The panel also called the emergency declaration its “first and most urgent recommendation,” one that could force more attention on the problem from Congress and from the public.
White House officials said the president and his team were still reviewing the commission’s interim report and would have more to say on the matter later.
But Democrats did not wait for Trump’s event in New Jersey to criticize him for failing to live up to his own promises to take action to stop the epidemic, accusing him of nothing more than “empty rhetoric.”
“Trump promised he’d come to the aid of communities ravaged by the opioid epidemic, but so far he’s done nothing for them,” Daniel Wessel, a spokesman for the Democratic National Committee, said in a statement. “In fact, Trump’s budget proposal and the Medicaid cuts he supported as part of the Republican health care repeal would both make this crisis even worse.”
Meeting with the president at the Trump National Golf Club were Tom Price, the secretary of health and human services, as well as a number of presidential aides, including John Kelly, the chief of staff; Jared Kushner, Trump’s sonin-law and senior adviser; Kellyanne Conway, the presidential counselor; Robert Porter, the White House staff secretary; and Richard Baum, the acting director of the Office of National Drug Control Policy. Melania Trump, the first lady, also attended.
Not present was Chuck Rosenberg, the acting director of the Drug Enforcement Administration, or anyone else from his agency, which has taken the lead in fighting the spread of opioids.
Rosenberg crossed the White House late last month when he sent an agencywide email saying the president had improperly “condoned police misconduct” by telling an audience of law enforcement officers not to “be too nice” to criminal suspects. He told his agents to show “respect and compassion” to those they encountered, including victims and defendants.
Aides have said Trump was joking, but they offered no explanation for Rosenberg’s absence from the opioid meeting, instead referring questions to the agency.

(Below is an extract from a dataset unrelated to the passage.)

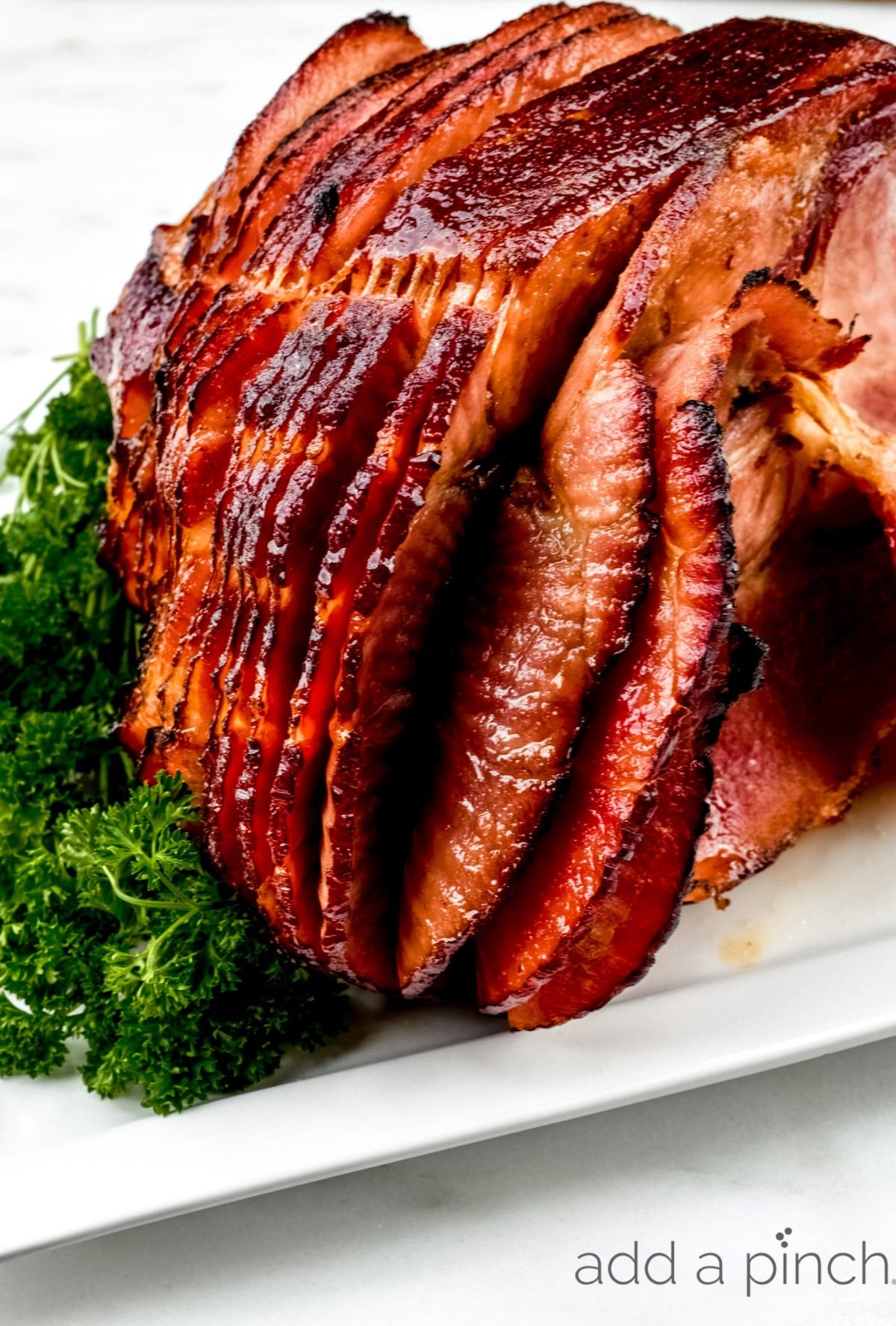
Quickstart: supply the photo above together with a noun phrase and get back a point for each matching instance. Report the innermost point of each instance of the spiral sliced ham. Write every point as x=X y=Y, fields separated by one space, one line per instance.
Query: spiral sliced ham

Rosenberg is a close ally of James Comey, whom Trump fired as FBI director in May, and previously worked for Robert Mueller III, the special counsel investigating ties between Trump’s team and Russia.
Politicians, law enforcement and health care officials across the country are struggling to confront the surging crisis of addiction and death associated with opioids — painkillers such as Vicodin, Percocet and OxyContin as well as synthetic drugs imported from China like fentanyl.
An emergency declaration could help free federal money to fight the epidemic and force agencies to do more to confront it, said Dr. Andrew Kolodny, co-director of opioid policy research at the Heller School for Social Policy and Management at Brandeis University.
He said more than 300,000 Americans had died from an opioid overdose since 1999 and that the problem was getting worse.
Separately Tuesday, the federal National Center for Health Statistics reported that deaths from drug overdoses rose sharply in the first nine months of 2016, confirming the widely held belief that the opioid epidemic worsened last year despite stepped-up efforts by public health authorities.
The center reported that overdose deaths reached a record 19.9 per 100,000 population in the third quarter, an increase over the 16.7 recorded for the same three months in 2015. Similarly, the first two quarters of last year showed death rates of 18.9 and 19.3, far greater than the corresponding periods for 2015. Data for the fourth quarter of 2016 are not yet available.
The government’s annual drug death statistics typically lag by about a year.
Trump’s briefing was the first event listed on the president’s public schedule since he started his “working vacation” on Friday. Trump has pushed back against any suggestion that he is taking a summer break, tweeting that he is holding meetings and making calls while renovations have vacated the West Wing.
President Donald Trump speaks during a briefing on the opioid crisis Tuesday at Trump National Golf Club in Bedminster, N.J.